The Mavs' veteran leadership trio of Dirk Nowitzki, Jason Kidd and Jason Terry twice lobbied Carlisle to insert Stevenson into the starting lineup. Carlisle listened on both occasions, once near the beginning of the season and the second time just before the playoffs began.

The Dallas vets embraced the nasty tone that Stevenson -- who usually got the most difficult defensive assignment among the opposing guards and small forwards -- set along with big man Tyson Chandler.

"Just a tough, tough guy that we miss," Nowitzki said. "I'm happy for him that he gets his ring and he's going to get a standing ovation. He brought a toughness and grittiness to our club last year that we needed."

In between his successful stints as the starting lineup's defensive stopper, Stevenson fell out of the rotation while his minutes went to Rodrigue Beaubois. Stevenson never complained, continuing to prepare the same way, a persistence that paid off in the playoffs.

Stevenson's professionalism was never more apparent than Game 4 of the NBA Finals. After Stevenson started the first 18 games of the postseason, Carlisle decided to replace him in the lineup with J.J. Barea, in part because the Mavs wanted to make sure that Shawn Marion or Stevenson was always available to defend James.

Instead of pouting about a perceived demotion, Stevenson responded with his best performance of the playoffs.
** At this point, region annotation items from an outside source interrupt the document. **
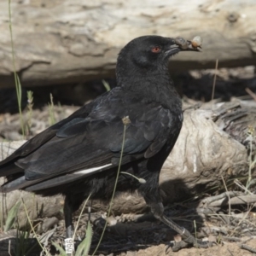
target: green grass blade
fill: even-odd
[[[79,245],[76,256],[87,256],[91,244],[92,239],[92,229],[90,222],[88,221],[87,229],[86,229],[86,237],[82,241]]]
[[[61,253],[61,256],[67,256],[65,250],[59,244],[57,244],[55,241],[52,241],[52,245],[54,245],[55,247]]]
[[[6,224],[4,226],[4,232],[9,230],[14,225],[15,219],[17,218],[18,210],[20,208],[20,203],[21,203],[20,201],[17,201],[8,212]]]

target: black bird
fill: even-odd
[[[111,197],[126,125],[121,171],[144,178],[140,183],[121,173],[118,191],[136,189],[154,215],[182,235],[188,243],[205,247],[164,214],[159,175],[183,123],[182,102],[168,71],[170,56],[197,50],[181,38],[144,36],[120,51],[117,87],[82,107],[68,118],[37,135],[0,163],[8,182],[2,192],[15,189],[42,195],[65,195],[67,236],[72,237],[72,213],[91,198]]]

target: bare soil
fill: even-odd
[[[176,76],[174,80],[176,84],[177,84],[179,92],[183,96],[184,102],[191,104],[196,103],[199,101],[206,102],[211,100],[212,75],[212,70],[194,71]],[[243,99],[251,98],[253,95],[248,96],[245,89],[249,88],[251,91],[256,91],[255,77],[255,67],[219,70],[218,72],[215,98],[218,98],[219,101],[230,101],[234,96]],[[114,86],[114,80],[109,80],[109,83],[111,86]],[[55,87],[51,91],[54,94],[54,98],[55,95],[59,96],[58,97],[56,96],[57,102],[61,102],[61,106],[55,105],[54,107],[55,121],[70,115],[79,108],[82,103],[91,100],[105,90],[101,82],[91,83],[83,88],[82,91],[85,96],[81,98],[81,90],[77,90],[77,86],[80,85],[71,84],[67,93],[65,93],[63,88],[61,89],[58,87]],[[50,87],[46,90],[47,94],[49,93],[49,88]],[[79,96],[74,95],[76,90],[79,91]],[[61,93],[58,94],[60,90]],[[30,138],[44,131],[51,122],[49,118],[49,107],[45,106],[47,102],[44,103],[44,101],[40,101],[40,97],[38,97],[38,95],[40,95],[41,98],[47,98],[46,96],[42,96],[44,94],[42,91],[44,91],[44,90],[38,89],[38,90],[34,93],[34,101],[36,103],[32,116],[30,116],[26,107],[26,101],[23,102],[24,120],[27,127],[26,133],[26,138]],[[12,102],[15,102],[15,95],[10,91],[8,93],[9,93],[10,96],[8,96],[7,92],[5,95],[0,93],[0,95],[2,95],[1,102],[8,97],[9,99],[12,98]],[[62,105],[63,102],[67,103],[67,95],[73,95],[72,99],[74,104],[79,106]],[[56,101],[55,102],[56,102]],[[2,111],[2,113],[0,113],[0,141],[20,140],[22,138],[22,135],[20,132],[19,114],[15,111],[16,108],[14,108],[12,104],[9,104],[9,101],[5,101],[4,104],[6,104],[5,111],[0,109],[0,111]],[[174,253],[171,247],[167,250],[166,247],[170,245],[170,241],[174,239],[173,237],[176,234],[164,224],[154,219],[150,214],[146,215],[146,217],[137,221],[131,221],[131,218],[125,218],[125,216],[113,216],[111,219],[108,220],[109,224],[98,253],[96,255],[256,255],[256,215],[254,213],[256,209],[253,207],[254,206],[236,206],[235,208],[232,208],[232,214],[234,215],[246,212],[248,210],[249,214],[244,219],[240,218],[239,221],[236,220],[236,218],[233,218],[230,223],[227,223],[226,221],[229,212],[227,207],[223,207],[214,212],[214,216],[201,217],[198,214],[193,215],[193,212],[188,212],[184,206],[185,204],[182,206],[178,205],[174,209],[168,207],[166,212],[169,215],[172,216],[179,224],[186,227],[190,232],[197,236],[197,237],[208,237],[209,240],[215,241],[216,244],[213,247],[206,249],[189,247]],[[92,251],[96,247],[101,232],[102,231],[102,226],[105,222],[104,218],[102,218],[102,214],[104,215],[105,212],[94,212],[91,215],[94,230],[94,237],[91,244]],[[224,214],[225,218],[222,218],[221,214]],[[84,215],[79,224],[78,236],[80,237],[83,237],[84,235],[87,219],[87,215]],[[195,234],[194,227],[195,219],[197,227],[196,234]],[[36,222],[42,224],[44,219],[37,220]],[[208,233],[201,232],[201,228],[202,227],[215,227],[216,230],[212,231],[212,229],[211,232]],[[45,235],[49,231],[52,235],[49,238],[49,242],[48,248],[50,250],[52,255],[58,255],[58,252],[50,246],[50,241],[55,241],[59,243],[63,241],[63,237],[65,236],[63,219],[58,218],[55,226],[49,224],[44,231],[38,228],[38,233],[40,235]],[[244,245],[252,247],[254,251],[250,252],[245,248],[241,248]]]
Stevenson outscored his old adversary LeBron, 11-8, playing lockdown defense and knocking down three 3-pointers.

"He kept himself ready and always answered the bell," Carlisle said. "Always."

Stevenson was ready to return to Dallas for the repeat attempt. However, he said he felt like he had done too much with the Mavericks to accept an offer for the minimum salary and moved on by signing a one-year, $2.5 million deal with the Nets.

Stevenson will return to the American Airlines Center with mixed emotions. He looks forward to finally seeing the championship banner and getting his ring. (He's seen plenty of pictures of the 31-diamond spectacles, including one fellow free agent departure Barea texted him the night of the ring ceremony.)

But Stevenson admits that he wishes he could stay in Dallas and move back into the locker now occupied by Delonte West.

"We just had a special team," Stevenson said. "It's just sad how it went down. It's tough. It's the business part, but I'm always a Mavericks guy until the day I die."